Exceptionnellement, je l'avais mis à mes pieds. Pas au poignet. Cheville gauche. Pas poignet droit. Ca ne manquait pas de m'interroger, ça m'occupa d'ailleurs un bon moment durant le trajet : mais comment allais-je faire lorsque nous serions au lit ? Au point que j'avais opté pour une relation qui se ferait à la va-vite, debout, moins glamour, et de surcroît plus conforme avec le temps que je m'étais imparti.
Le couple s'était levé.

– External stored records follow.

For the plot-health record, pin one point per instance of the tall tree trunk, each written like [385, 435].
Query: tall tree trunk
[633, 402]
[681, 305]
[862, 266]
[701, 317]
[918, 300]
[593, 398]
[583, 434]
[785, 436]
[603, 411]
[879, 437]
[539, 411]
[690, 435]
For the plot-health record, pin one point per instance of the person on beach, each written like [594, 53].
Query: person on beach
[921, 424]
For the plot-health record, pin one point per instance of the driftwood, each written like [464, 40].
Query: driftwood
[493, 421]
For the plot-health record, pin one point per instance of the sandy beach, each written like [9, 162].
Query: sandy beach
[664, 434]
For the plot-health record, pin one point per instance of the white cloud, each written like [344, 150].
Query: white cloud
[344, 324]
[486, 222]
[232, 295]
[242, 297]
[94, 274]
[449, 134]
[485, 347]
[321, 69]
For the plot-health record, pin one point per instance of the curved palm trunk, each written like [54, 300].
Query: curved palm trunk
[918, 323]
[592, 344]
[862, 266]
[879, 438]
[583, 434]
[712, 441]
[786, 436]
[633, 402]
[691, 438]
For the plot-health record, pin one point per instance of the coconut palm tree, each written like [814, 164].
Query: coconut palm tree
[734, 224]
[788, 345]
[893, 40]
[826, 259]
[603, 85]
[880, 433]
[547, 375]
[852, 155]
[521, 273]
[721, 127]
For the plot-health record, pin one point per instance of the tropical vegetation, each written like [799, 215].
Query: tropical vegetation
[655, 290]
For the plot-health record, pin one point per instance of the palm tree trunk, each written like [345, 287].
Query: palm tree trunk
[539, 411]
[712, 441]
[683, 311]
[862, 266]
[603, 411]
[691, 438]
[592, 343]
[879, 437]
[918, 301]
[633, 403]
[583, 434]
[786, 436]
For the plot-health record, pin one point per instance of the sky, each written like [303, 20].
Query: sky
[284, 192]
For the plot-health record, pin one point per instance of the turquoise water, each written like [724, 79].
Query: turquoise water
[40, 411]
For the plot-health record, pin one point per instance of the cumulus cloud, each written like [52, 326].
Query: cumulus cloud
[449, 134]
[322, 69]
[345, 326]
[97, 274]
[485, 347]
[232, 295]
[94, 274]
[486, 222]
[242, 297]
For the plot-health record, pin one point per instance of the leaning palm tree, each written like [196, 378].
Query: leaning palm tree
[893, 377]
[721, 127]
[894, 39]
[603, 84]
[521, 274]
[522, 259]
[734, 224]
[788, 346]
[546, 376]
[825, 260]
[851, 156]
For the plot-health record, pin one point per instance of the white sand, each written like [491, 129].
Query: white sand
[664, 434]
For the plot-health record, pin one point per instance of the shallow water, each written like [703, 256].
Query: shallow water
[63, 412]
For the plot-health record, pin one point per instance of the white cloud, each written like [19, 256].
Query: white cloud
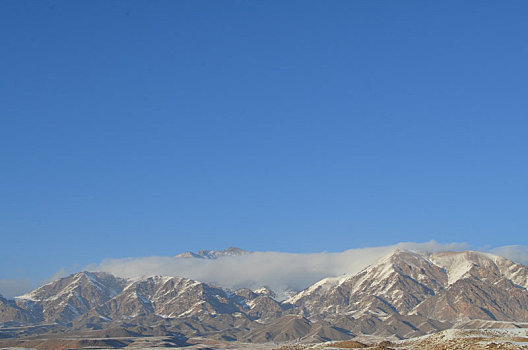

Il paya. Elle marcha devant. Il suivit. Il avait envie de quoi ?
Sylvie devait en être aux points de suspension de sa phrase car un peu après, elle ajouta : Mais c'est dingue ! Dingue !
Elle souriait, maintenant. Un peu. Les bottes avaient quitté le comptoir, j'avais terminé mon thé, j'hésitais. Ce sourire, était-il peur ? Moquerie ? Promesse, genre celle-là pour sûr, je vais la raconter. Je frissonnai à cette perspective, me voyant star chez le coiffeur, puis à la pause entre collègues, héros des soirées entre amis, et même des soirées où l'on ne se connaît pas. Un vernissage d'expo, peut-être ? Un pot après un spectacle ?
Sylvie était de ceux qui vivent à mille à l'heure, se plaignant de leur célibat tout en le vantant dés qu'elle en avait l'occasion. Comme les banlieusards faisaient la promotion du Paris avec tous ces spectacles mais qu'ils n'avaient jamais le temps d'aller voir. Ces pensées étaient de toutes façons stupides de ma part : je n'étais venu ici que quelques heures. Pas plus de quelques heures. C'est ce que je lui avais écrit. C'est ce que j'avais fait.